- Developer: Climax Handheld Games
- Publisher: Buena Vista Games
- Platform: Game Boy Advance
- Release: NA: June 21, 2005; EU: August 5, 2005;
- Genre: Racing
- Mode: Single-player

= Disney's Herbie: Fully Loaded =

2005 video game

Disney's Herbie: Fully Loaded is a racing game developed by Climax Handheld Games and published by Buena Vista Games for the Game Boy Advance. It was released in North America on June 21, 2005, and in Europe on August 5, 2005. It is loosely based on the 2005 film Herbie: Fully Loaded and features stills from the movie in the game.

==Gameplay==
The game's story mode loosely follows the plot of the film and follows Herbie as the car races to win the championship. Stills from the movie are featured as cutscenes and allow for players to move with the progression of the movie's story. If the player fails to place first in any race, they are shown a Game Over screen and booted to the menu to start over.
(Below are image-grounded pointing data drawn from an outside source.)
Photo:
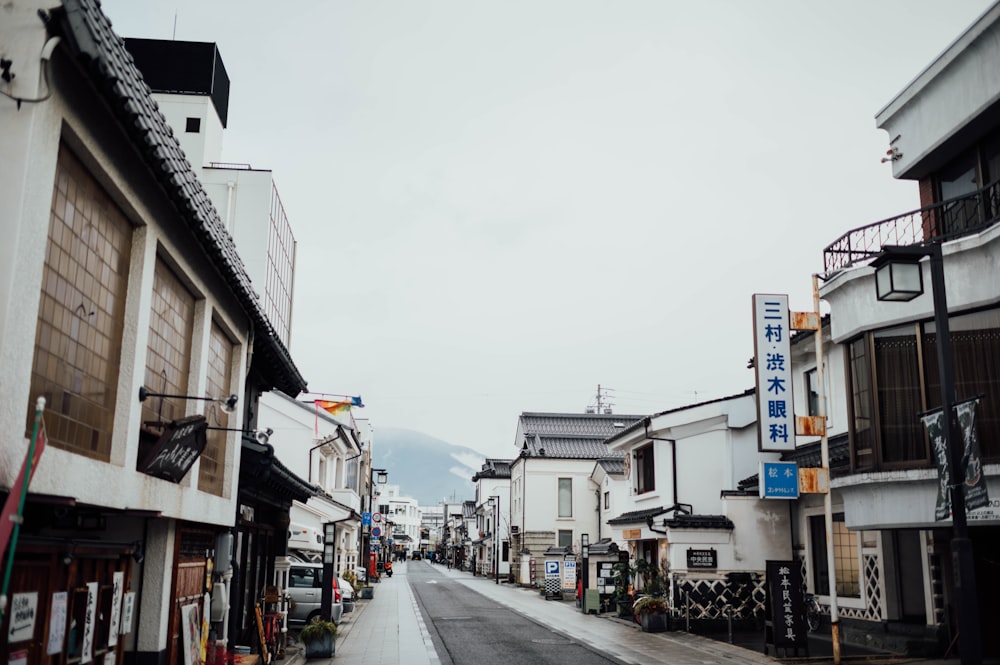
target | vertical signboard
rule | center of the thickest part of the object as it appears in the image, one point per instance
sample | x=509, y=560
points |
x=773, y=366
x=786, y=605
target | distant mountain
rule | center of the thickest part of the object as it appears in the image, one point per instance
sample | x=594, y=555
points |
x=426, y=468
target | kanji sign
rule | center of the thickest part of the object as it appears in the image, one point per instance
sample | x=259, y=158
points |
x=773, y=366
x=779, y=480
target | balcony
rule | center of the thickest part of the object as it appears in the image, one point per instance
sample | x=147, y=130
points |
x=946, y=220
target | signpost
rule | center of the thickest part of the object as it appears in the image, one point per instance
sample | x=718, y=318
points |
x=779, y=480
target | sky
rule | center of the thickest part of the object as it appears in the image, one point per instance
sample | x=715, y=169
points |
x=500, y=206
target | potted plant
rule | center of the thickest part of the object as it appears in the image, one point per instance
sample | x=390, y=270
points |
x=622, y=574
x=652, y=611
x=320, y=638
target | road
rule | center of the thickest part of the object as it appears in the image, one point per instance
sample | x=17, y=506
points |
x=468, y=628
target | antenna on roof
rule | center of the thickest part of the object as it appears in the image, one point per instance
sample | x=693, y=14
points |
x=603, y=401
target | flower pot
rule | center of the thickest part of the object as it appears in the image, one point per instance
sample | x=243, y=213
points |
x=323, y=647
x=653, y=623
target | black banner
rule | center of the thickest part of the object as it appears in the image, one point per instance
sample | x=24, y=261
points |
x=787, y=604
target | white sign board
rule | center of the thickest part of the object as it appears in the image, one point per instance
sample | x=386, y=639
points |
x=773, y=366
x=569, y=574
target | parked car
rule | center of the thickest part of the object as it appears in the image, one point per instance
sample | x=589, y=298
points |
x=305, y=591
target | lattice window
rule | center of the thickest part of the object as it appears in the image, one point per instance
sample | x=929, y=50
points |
x=81, y=313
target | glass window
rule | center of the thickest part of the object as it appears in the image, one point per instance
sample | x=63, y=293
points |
x=168, y=356
x=81, y=313
x=645, y=475
x=565, y=497
x=845, y=557
x=812, y=392
x=211, y=471
x=958, y=179
x=899, y=396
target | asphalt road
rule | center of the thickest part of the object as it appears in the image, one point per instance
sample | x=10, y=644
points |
x=470, y=629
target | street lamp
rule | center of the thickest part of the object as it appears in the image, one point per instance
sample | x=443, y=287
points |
x=383, y=478
x=495, y=504
x=899, y=277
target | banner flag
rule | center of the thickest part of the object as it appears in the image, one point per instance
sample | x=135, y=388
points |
x=935, y=423
x=974, y=482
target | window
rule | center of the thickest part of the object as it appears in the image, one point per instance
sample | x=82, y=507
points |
x=168, y=356
x=812, y=392
x=845, y=557
x=902, y=381
x=645, y=477
x=565, y=497
x=211, y=472
x=81, y=313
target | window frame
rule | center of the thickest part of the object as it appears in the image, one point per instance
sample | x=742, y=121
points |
x=564, y=497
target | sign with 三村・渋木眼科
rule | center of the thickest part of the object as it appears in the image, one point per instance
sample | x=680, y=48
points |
x=773, y=368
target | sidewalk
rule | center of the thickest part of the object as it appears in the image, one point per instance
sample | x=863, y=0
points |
x=389, y=630
x=379, y=631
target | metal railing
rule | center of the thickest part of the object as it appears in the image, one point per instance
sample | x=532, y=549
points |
x=946, y=220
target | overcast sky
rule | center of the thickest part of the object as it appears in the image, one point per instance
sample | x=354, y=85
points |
x=501, y=205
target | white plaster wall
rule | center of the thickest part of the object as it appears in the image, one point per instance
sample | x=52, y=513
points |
x=28, y=155
x=954, y=89
x=204, y=146
x=542, y=496
x=851, y=293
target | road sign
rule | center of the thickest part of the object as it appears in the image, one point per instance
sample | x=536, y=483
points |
x=779, y=480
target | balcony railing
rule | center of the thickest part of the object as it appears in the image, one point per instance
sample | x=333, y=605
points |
x=946, y=220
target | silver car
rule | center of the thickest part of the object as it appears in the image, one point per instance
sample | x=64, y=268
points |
x=305, y=590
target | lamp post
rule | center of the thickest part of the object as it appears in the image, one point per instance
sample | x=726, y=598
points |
x=899, y=277
x=495, y=504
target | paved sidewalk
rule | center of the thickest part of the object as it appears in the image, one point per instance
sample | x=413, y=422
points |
x=386, y=630
x=389, y=630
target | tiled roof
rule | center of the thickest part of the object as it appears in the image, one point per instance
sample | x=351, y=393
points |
x=644, y=420
x=567, y=447
x=494, y=468
x=615, y=466
x=595, y=425
x=88, y=36
x=637, y=516
x=699, y=522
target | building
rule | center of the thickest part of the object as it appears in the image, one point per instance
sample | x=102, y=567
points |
x=683, y=513
x=127, y=307
x=551, y=492
x=191, y=88
x=493, y=516
x=944, y=133
x=325, y=452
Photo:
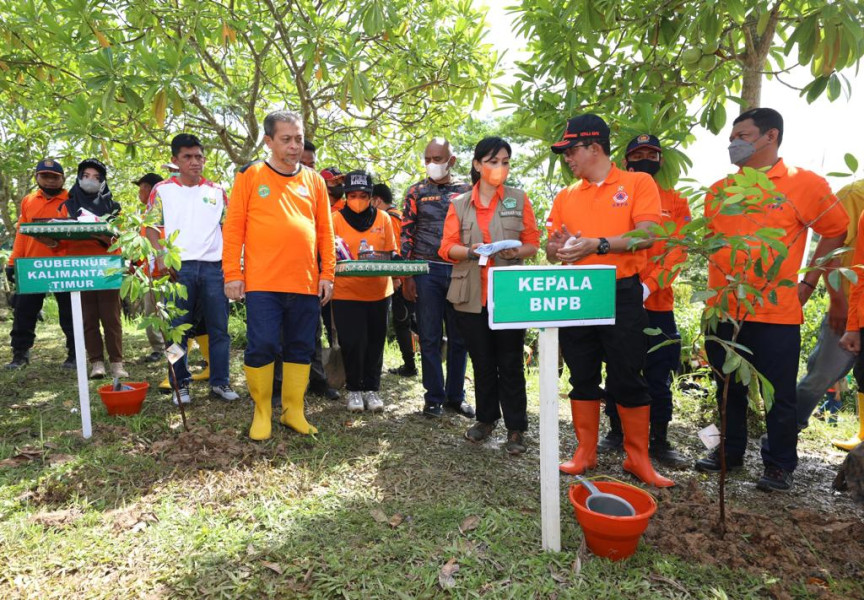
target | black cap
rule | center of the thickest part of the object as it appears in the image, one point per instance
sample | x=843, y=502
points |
x=358, y=181
x=93, y=163
x=151, y=178
x=644, y=141
x=49, y=165
x=587, y=128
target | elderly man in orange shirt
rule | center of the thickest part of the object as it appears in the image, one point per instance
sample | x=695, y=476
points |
x=771, y=330
x=277, y=226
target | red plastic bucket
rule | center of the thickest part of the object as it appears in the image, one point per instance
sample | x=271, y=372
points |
x=614, y=538
x=124, y=402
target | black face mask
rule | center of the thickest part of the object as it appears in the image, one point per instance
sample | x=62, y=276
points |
x=50, y=192
x=646, y=165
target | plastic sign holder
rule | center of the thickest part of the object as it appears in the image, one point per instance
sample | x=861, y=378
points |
x=74, y=274
x=548, y=298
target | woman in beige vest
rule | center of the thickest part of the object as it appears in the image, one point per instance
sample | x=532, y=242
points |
x=490, y=212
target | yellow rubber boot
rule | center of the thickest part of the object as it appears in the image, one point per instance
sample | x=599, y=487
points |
x=204, y=346
x=295, y=378
x=259, y=380
x=854, y=440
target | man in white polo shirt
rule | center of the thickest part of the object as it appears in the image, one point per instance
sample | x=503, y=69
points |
x=195, y=208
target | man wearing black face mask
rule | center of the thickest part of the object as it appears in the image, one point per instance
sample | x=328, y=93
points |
x=644, y=154
x=45, y=203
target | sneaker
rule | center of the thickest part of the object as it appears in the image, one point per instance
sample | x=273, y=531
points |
x=185, y=398
x=373, y=401
x=98, y=370
x=479, y=432
x=775, y=479
x=117, y=370
x=515, y=443
x=405, y=370
x=154, y=356
x=355, y=402
x=433, y=410
x=463, y=408
x=711, y=463
x=19, y=361
x=224, y=392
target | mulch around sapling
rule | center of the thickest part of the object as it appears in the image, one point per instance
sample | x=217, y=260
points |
x=797, y=546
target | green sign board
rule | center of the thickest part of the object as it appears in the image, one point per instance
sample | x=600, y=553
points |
x=562, y=296
x=68, y=274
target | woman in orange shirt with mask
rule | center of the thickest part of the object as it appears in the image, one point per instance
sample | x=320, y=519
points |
x=490, y=212
x=360, y=304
There are eight different tracks in the game and there is no multiplayer mode. The player controls Herbie throughout each race. The player can collect stars on the road in order to activate tricks that boost Herbie's overall speed and slow down other racers.

==Development==
The game was showcased at E3 2005.

==Reception==

| System | GameSpot |
|---|---|
| Game Boy Advance | 5/10 |

Disney's Herbie: Fully Loaded received mostly mixed reception from critics, who praised the game's 3D graphics while disparaging about the poor AI for opposing racers and the lack of alternative modes. GameSpots Frank Provo called the game a "missed opportunity" and felt that Lindsay Lohan voice samples "would have gone a long way toward pepping things up." GameZones Anise Hollingshead felt that Herbie: Fully Loaded was "ho-hum" and felt that there "isn't much to this average game". Nintendo Power remarked that the game was "a lackluster effort at capturing the spirit of the film."

The graphics were widely praised, however. GameSpots Frank Provo called them the game's "lone bright spot" and was impressed by the level of detail for Herbie in particular.